Since both primal and dual feasibility hold together with complementary slackness, $x^*$ is primal optimal (and $(\pi, \alpha, \beta)$ is dual optimal).
[guided]
The forward direction uses the existence of dual optimal variables guaranteed by strong duality. The key hypothesis verification is that the minimum-cost flow LP satisfies the conditions for strong duality: it must be feasible (given by assumption) and bounded (since the flow on each edge is constrained between $\underline{m}_{ij}$ and $\overline{m}_{ij}$, the feasible set is bounded, and a continuous function on a compact set attains its minimum).

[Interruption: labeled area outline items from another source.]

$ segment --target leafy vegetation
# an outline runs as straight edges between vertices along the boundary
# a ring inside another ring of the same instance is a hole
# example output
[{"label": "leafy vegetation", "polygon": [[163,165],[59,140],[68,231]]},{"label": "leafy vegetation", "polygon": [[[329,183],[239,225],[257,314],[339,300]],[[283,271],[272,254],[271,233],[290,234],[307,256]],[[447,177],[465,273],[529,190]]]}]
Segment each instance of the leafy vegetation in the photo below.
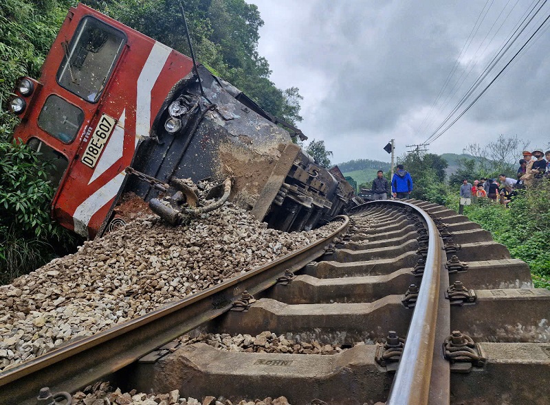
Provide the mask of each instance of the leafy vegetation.
[{"label": "leafy vegetation", "polygon": [[332,151],[327,150],[327,148],[324,146],[324,141],[311,139],[306,146],[305,151],[315,159],[316,162],[323,167],[330,167],[331,159],[329,157],[332,156]]},{"label": "leafy vegetation", "polygon": [[76,239],[52,222],[54,189],[47,163],[11,141],[16,119],[8,102],[17,79],[38,77],[69,2],[0,0],[0,283],[10,281],[74,247]]},{"label": "leafy vegetation", "polygon": [[550,181],[522,191],[509,208],[478,199],[464,213],[529,264],[536,287],[550,289]]},{"label": "leafy vegetation", "polygon": [[[190,55],[179,0],[84,0],[83,3]],[[258,8],[245,0],[186,0],[185,14],[197,59],[267,112],[291,124],[302,120],[297,87],[278,89],[270,65],[258,54]],[[151,21],[155,21],[151,24]]]}]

The converse is constructive: given node potentials $\pi$ satisfying the stated conditions, we explicitly build dual variables $\alpha_{ij}$ and $\beta_{ij}$ that are dual feasible and satisfy complementary slackness with $x^*$. The decomposition $\bar{c}_{ij} = \bar{c}_{ij}^{+} - \bar{c}_{ij}^{-}$ into positive and negative parts is the natural choice. The reduced cost conditions then translate directly into complementary slackness.
The fact that complementary slackness plus primal and dual feasibility implies optimality is a standard result from LP duality theory: if $(x^*, \pi^*)$ are primal and dual feasible with zero duality gap (which complementary slackness guarantees), then both are optimal.
[/guided]
[/step]
[step:State the simplified form for uncapacitated networks]
In the special case $\underline{m}_{ij} = 0$ for all $(i,j) \in E$ (and $\overline{m}_{ij} = +\infty$ or sufficiently large), the conditions simplify. The upper bound constraint is never active (or vacuous), so $\beta_{ij} = 0$ for all edges, and $\bar{c}_{ij} = \alpha_{ij} \geq 0$ always. Complementary slackness for the lower bound gives:
\begin{align*}
\bar{c}_{ij} \geq 0 \quad &\text{for all } (i,j) \in E, \\
\bar{c}_{ij} = 0 \quad &\text{whenever } x^*_{ij} > 0.
\end{align*}
That is, every edge carrying positive flow must have zero reduced cost, and every edge with positive reduced cost must carry zero flow. This completes the proof.